Uganda cuts rate 3rd time as growth forecast lowered

June 8, 2020

By CentralBankNews.info

Uganda’s central bank cut its benchmark interest rate for the third time in the current easing cycle, and for the second time this year, against a backdrop of declining inflation and another downward revision of its growth forecast this year.
The Bank of Uganda (BOU) cut its Central Bank Rate (CBR) by another 100 basis points to 7.0 percent and has now cut it by 200 basis points this year following a cut in April, and by 300 points since it began monetary easing in October last year.
“Although Uganda is gradually easing the lockdown measures instituted to contain the spread of the pandemic, the adverse consequences of the global and domestic supply chain disruptions could persist through the remaining part of 2020,” BOU said.
The second quarter of this year will see the most severe economic slowdown before a gradual recovery is expected to set in during the third and fourth quarters of this year, BOU said, adding household spending, investment, exports and imports are seen declining this year.
BOU revised downward its growth forecast for Uganda to a range of 2.5 to 3.5 percent from April’s forecast of 3.0 to 4.0 percent, with the strength of the recovery depending on how the country opens up for economic activity safely.
In February BOU had expected growth this year of 5.5 to 6.0 percent.
In 2021 economic growth is seen recovering further with growth of 4 to 5 percent and then between 6 and 6.5 percent in 2022.
But the combination of the COVID-19 pandemic, extreme weather, and volatility in global financial markets could weigh on Uganda’s balance of payments, potentially destabilizing the foreign exchange market and dampening economic growth, BOU cautioned.
As many other currencies, Uganda saw its shilling tumble in March as global financial markets began to react to the spread of the coronavirus.

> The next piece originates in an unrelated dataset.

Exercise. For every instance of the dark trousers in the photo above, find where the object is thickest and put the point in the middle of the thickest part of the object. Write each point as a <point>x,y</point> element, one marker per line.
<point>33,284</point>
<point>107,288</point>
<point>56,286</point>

The shilling fell 6.2 percent to a new record low of 3919.7 to the U.S. dollar on March 25 from Feb. 1.
But since then the shilling has risen and was trading at 3,769.3 to the dollar today, down 2.6 percent this year.
With economic growth slowing, inflation has remained subdued, with headline inflation easing to 2.8 percent in May from 3.2 percent in April.
BOU forecast inflation will remain below its 5.0 percent target in the next 12 months despite a temporary rise in transport costs in months ahead due to the global economic slowdown and low food crop inflation.
Risks to inflation from a depreciation of the shilling is seen contained as the pass-through from a depreciation are expected to remain low due to subdued demand, BOU said.
Last week the executive board of the International Monetary Fund approved some US$491.5 million under its rapid credit facility to Uganda to help finance the health, social protection and macroeconomic stabilization measures along with meet the country’s “urgent” balance of payments and fiscal needs from the pandemic.